Do you consider yourself a multitasker? If you’re a parent, I would bet your survival depends on it! Sometimes I feel like a one-woman band – flipping pancakes with one hand, pouring milk into a sippy-cup with the other, and verbally directing the kids as they set the table.

Multitasking, as many people think of it, is a myth. We are actually doing things sequentially, not concurrently, switching from one task to the another.

Let’s look at the consequences of multitasking:

  • The more people multitask, the worse they do. They become more distractible and have trouble distinguishing between relevant and irrelevant information.
  • There are problems with mental file keeping, knowing where to put things in conceptual boxes, and the result is a loss of organization.
  • Inability to be able to think, applying sufficient attention and concentration to develop one’s own ideas, or think for oneself. First, ideas often seem brilliant, but they’re usually superficial and derivative.

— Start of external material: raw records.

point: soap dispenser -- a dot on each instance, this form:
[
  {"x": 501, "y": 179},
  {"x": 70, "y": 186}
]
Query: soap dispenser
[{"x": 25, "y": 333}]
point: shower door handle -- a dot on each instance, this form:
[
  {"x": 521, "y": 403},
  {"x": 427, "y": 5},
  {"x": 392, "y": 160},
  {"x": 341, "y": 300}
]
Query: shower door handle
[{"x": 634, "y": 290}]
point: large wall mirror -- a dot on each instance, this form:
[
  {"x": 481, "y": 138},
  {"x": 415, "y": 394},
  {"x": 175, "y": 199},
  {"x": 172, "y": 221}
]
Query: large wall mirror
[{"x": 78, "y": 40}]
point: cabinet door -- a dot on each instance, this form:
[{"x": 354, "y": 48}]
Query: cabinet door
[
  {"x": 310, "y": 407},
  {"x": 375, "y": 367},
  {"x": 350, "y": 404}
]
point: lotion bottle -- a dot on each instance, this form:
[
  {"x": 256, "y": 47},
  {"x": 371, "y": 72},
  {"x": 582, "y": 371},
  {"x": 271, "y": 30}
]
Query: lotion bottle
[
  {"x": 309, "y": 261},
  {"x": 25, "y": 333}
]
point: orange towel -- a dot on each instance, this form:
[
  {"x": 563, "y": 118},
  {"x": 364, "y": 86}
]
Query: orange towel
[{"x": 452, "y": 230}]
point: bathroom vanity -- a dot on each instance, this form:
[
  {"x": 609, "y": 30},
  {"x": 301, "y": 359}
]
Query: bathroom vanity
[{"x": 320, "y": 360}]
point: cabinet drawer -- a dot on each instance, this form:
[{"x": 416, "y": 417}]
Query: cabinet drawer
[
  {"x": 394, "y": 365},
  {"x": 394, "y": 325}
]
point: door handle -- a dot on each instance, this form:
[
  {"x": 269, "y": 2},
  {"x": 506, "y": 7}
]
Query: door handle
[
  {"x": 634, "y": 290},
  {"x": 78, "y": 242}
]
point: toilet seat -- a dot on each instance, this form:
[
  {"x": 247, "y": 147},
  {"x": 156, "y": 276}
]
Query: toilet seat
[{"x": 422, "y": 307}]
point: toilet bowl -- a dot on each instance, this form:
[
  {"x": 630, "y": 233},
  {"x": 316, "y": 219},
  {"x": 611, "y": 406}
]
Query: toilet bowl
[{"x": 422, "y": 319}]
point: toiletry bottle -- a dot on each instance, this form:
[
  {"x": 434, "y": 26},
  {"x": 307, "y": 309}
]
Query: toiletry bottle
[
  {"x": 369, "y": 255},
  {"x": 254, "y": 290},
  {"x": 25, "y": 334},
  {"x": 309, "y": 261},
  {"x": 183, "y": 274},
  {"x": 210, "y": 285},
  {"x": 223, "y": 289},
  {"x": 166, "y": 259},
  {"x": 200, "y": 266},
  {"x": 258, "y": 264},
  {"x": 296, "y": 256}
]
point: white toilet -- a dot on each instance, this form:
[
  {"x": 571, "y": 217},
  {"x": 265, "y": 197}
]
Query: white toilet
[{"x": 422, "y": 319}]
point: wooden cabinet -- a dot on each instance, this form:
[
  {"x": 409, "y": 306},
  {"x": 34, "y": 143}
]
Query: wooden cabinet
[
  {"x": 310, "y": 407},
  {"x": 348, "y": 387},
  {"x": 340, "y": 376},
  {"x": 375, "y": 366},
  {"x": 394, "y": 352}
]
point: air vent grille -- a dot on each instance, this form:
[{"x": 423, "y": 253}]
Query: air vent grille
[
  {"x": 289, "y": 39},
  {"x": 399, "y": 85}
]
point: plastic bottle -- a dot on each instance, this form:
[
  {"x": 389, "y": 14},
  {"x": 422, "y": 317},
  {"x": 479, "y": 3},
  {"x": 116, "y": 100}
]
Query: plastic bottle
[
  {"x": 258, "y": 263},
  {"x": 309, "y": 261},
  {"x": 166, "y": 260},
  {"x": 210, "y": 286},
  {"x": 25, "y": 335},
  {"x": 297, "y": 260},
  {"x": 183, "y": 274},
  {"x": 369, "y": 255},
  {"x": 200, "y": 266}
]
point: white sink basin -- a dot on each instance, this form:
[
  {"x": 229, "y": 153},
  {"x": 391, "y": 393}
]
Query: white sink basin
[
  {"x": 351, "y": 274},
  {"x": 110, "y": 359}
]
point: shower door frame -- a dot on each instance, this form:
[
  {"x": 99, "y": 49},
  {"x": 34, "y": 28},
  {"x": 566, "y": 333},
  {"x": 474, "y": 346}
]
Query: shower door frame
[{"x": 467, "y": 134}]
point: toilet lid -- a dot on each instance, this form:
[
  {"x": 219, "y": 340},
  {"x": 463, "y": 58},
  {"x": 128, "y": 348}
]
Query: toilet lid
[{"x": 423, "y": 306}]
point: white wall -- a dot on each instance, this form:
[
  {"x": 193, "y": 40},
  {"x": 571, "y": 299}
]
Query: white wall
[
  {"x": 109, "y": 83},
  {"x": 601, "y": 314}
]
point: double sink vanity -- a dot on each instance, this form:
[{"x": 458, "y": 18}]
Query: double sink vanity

Social media provides you with other people’s ideas – raw and unorganized data. To form associations and connections, you have to work at it. You need time. You need the absence of multitasking. So, slow down. Pay attention in order to think most efficiently and creatively. In a word… Ponder.

Depth, clarity and cohesion of thought take time and require focused attention. Novelist Jay Griffiths, states that skim talking and skim reading promote skim thinking.

Some of the benefits of attention training are :

  • improved concentration
  • improved performance on tests
  • improvements in emotional control (increased anterior cingulate activity)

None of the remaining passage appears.